Só tinha trazido algumas malas. A maior parte das roupas que usava no Arizona eram
muito permeáveis para usar em Washington. Minha mãe e eu tínhamos nos juntado para
suplementar meu guarda-roupa com roupas de inverno, mas ainda tinha pouca coisa.
Coube tudo na mala do carro-patrulha, facilmente.
— Achei um bom carro para você, bem barato. — ele anunciou quando já estávamos no
carro.
— Que tipo de carro? — achei suspeito a maneira como ele disse "carro bom para
você", ao invés de só "carro bom".
— Bem, na verdade é uma caminhonete, um Chevrolet.
— Onde o achou?
— Lembra-se de Billy Black, de La Push? — La Push é a pequena reserva indígena na
costa.
— Não.
— Ele costumava ir pescar conosco no verão. — Charlie ofereceu ajuda.
Isso explicaria porque eu não lembrava dele. Me dou bem em bloquear da minha
memória coisas dolorosas e desnecessárias.
— Ele está numa cadeira de rodas agora — Charlie continuou quando não respondi —
então não pode dirigir mais, por isso se ofereceu para vender a caminhonete bem barato.
— De que ano é? — pude ver pela mudança de expressão que essa era uma pergunta
que ele esperava que eu não fosse fazer.
— Bem, Billy trabalhou bastante no moto - só tem alguns anos.
Esperava que ele não fosse achar que eu desistiria assim tão fácil. — Quando ele
comprou a caminhonete?
— Acho que foi em 1984.
— Era nova quando ele comprou?
— Na verdade, não. Acho que era nova no começo dos anos 60 - ou no fim dos 50, no
máximo. — ele admitiu, envergonhado.
— Ch... pai, não sei muito sobre carros. Não saberia consertar nada se estragasse, e não
poderia pagar um mecânico...
— Realmente, Lali, a coisa anda direito. Não fazem mais carros como aquele.
A coisa, pensei comigo mesma... era uma possibilidade - como apelido, no mínimo.
— Barato é quanto? — afinal, essa era a parte onde eu não podia abrir mão.
— Bem, querida, eu meio que já comprei ele pra você.

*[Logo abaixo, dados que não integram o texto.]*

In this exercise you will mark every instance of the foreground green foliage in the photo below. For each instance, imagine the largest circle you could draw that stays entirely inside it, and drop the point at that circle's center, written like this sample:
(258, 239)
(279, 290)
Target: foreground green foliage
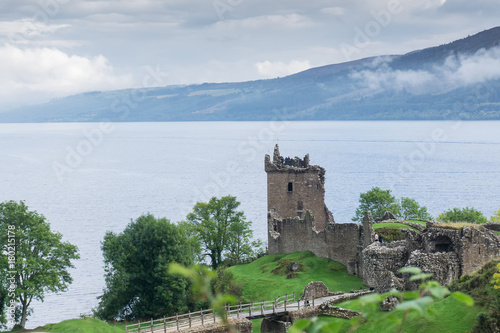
(136, 261)
(267, 277)
(411, 303)
(201, 278)
(481, 286)
(466, 214)
(496, 216)
(222, 231)
(33, 259)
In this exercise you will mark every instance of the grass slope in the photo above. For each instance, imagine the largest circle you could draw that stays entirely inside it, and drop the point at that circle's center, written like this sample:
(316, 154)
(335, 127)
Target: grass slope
(265, 278)
(87, 325)
(447, 316)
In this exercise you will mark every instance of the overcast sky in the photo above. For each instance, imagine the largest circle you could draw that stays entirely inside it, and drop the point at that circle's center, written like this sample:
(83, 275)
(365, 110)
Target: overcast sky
(54, 48)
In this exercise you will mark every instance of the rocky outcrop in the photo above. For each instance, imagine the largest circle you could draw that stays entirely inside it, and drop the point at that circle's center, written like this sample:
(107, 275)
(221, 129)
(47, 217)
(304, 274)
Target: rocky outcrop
(445, 253)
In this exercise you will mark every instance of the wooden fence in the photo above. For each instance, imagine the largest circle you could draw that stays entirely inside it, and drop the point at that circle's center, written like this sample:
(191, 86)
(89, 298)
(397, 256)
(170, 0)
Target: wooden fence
(192, 319)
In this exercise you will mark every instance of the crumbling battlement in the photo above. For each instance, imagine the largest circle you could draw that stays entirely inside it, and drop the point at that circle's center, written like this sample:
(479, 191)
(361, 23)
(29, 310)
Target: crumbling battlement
(298, 220)
(340, 242)
(294, 186)
(446, 253)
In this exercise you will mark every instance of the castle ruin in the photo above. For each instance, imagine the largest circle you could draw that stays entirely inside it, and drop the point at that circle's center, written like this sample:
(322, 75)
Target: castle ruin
(299, 220)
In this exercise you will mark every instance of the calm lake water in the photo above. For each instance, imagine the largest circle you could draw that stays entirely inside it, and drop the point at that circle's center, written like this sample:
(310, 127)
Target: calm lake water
(89, 178)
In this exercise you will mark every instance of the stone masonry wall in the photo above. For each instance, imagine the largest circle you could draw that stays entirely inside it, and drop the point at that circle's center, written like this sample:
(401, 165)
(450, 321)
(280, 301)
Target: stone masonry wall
(339, 242)
(293, 187)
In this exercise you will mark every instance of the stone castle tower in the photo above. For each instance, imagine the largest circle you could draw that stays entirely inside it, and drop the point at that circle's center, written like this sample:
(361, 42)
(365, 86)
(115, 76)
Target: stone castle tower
(294, 187)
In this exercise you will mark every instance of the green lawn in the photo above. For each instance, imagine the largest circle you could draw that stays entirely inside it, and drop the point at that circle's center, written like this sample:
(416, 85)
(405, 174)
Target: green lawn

Um presente de boas-vindas. —
Charlie espiou para o meu lado, com uma expressão esperançosa no rosto.
Uau. De graça.
— Não precisava fazer isso, pai. Eu ia comprar o carro eu mesma.
— Eu não me importo. Quero que você seja feliz aqui. — Ele olhava em frente na
estrada quando falou isso. Charlie não ficava confortável ao expressar suas emoções em
voz alta. Eu herdei isso dele. Então olhava bem pra frente quando respondi.

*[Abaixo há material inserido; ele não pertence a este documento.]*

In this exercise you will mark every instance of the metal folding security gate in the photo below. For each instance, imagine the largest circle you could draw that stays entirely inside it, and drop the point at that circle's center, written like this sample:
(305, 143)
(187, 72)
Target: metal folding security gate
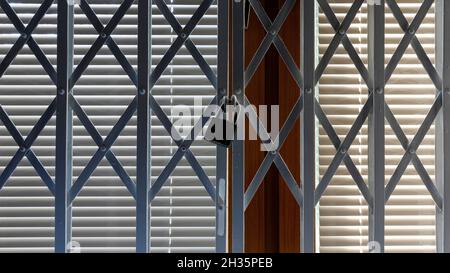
(306, 109)
(375, 110)
(65, 78)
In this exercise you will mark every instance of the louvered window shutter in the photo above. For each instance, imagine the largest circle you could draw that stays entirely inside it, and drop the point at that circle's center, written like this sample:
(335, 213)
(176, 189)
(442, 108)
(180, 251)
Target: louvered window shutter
(183, 215)
(410, 213)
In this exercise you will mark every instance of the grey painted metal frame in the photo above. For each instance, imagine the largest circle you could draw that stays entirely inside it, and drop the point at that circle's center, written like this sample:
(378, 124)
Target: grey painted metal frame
(222, 152)
(143, 177)
(64, 120)
(308, 125)
(238, 148)
(376, 22)
(442, 126)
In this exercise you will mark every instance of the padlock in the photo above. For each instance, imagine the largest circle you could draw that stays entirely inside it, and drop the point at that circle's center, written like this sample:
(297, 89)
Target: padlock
(225, 134)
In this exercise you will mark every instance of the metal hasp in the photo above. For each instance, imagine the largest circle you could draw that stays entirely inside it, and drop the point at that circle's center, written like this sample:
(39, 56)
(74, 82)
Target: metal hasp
(144, 103)
(241, 197)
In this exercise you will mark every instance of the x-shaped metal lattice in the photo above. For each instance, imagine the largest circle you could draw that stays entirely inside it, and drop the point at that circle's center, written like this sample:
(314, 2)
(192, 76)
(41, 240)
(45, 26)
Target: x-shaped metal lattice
(274, 156)
(105, 144)
(411, 147)
(25, 144)
(342, 147)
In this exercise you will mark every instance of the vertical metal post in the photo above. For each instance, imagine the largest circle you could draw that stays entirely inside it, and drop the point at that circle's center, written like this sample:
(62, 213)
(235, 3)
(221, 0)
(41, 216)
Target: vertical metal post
(221, 153)
(376, 21)
(308, 130)
(143, 176)
(238, 219)
(442, 126)
(63, 160)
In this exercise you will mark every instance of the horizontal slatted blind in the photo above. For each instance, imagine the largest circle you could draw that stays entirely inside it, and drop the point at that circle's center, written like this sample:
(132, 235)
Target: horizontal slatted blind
(410, 93)
(183, 215)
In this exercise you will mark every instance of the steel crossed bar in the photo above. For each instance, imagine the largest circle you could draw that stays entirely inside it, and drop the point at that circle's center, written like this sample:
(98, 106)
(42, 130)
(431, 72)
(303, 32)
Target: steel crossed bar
(273, 156)
(29, 140)
(25, 149)
(25, 32)
(415, 43)
(270, 157)
(34, 161)
(343, 149)
(209, 73)
(410, 38)
(183, 145)
(415, 159)
(112, 45)
(272, 29)
(98, 139)
(100, 41)
(183, 151)
(407, 38)
(354, 56)
(222, 152)
(104, 145)
(338, 37)
(103, 150)
(412, 149)
(180, 41)
(334, 138)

— Isso foi muito legal, pai, obrigada. Fico muito agradecida. — não precisava adicionar
que eu ser feliz em Forks era uma impossibilidade. Ele não precisava sofrer comigo. E
eu nunca recusaria uma caminhonete de graça.

— Bem, então, de nada. — ele murmurou, envergonhado com o meu agradecimento.
Trocamos mais alguns comentários sobre o tempo, que estava molhado, e era isso em
termos de conversa. Ficamos olhando pela janela em silêncio.
Era lindo, claro, não podia negar isso. Tudo era verde: as árvores, os troncos cobertos de
musgo, os galhos pendurados formando uma cobertura, o chão coberto com plantas. Até
mesmo o ar ficava meio verde ao passar pelas folhas.
Era muito verde - um planeta alienígena.
Finalmente chegamos na casa do Charlie. Ele ainda vivia na casa pequena, de dois
quartos, que ele comprara com minha mãe logo que se casaram. Esse foi o único
período do casamento deles. Ali, estacionada na rua em frente à casa que nunca mudara,
estava minha nova - bem, nova para mim - caminhonete. Era uma cor vermelha
desbotada, com uma grande cabina e enormes calotas. Para minha grande surpresa, eu
amei. Não sabia se ela ia andar, mas conseguia me imaginar dentro dela. Ainda por
cima, era uma daquelas coisas sólidas de ferro, que nunca se amassam - do tipo que se
vê num acidente nem arranhada, circundada pelos pedaços do carro que ela tinha
destruído.
— Uau, pai, adorei! Obrigada! — agora meu dia horrível que seria amanhã iria ser um
pouco menos horroroso. Eu não precisaria escolher entre andar na chuva por mais de
três quilômetros ou aceitar uma carona no carro-patrulha para chegar no colégio.
— Fico feliz que você tenha gostado. — Charlie disse, envergonhado de novo.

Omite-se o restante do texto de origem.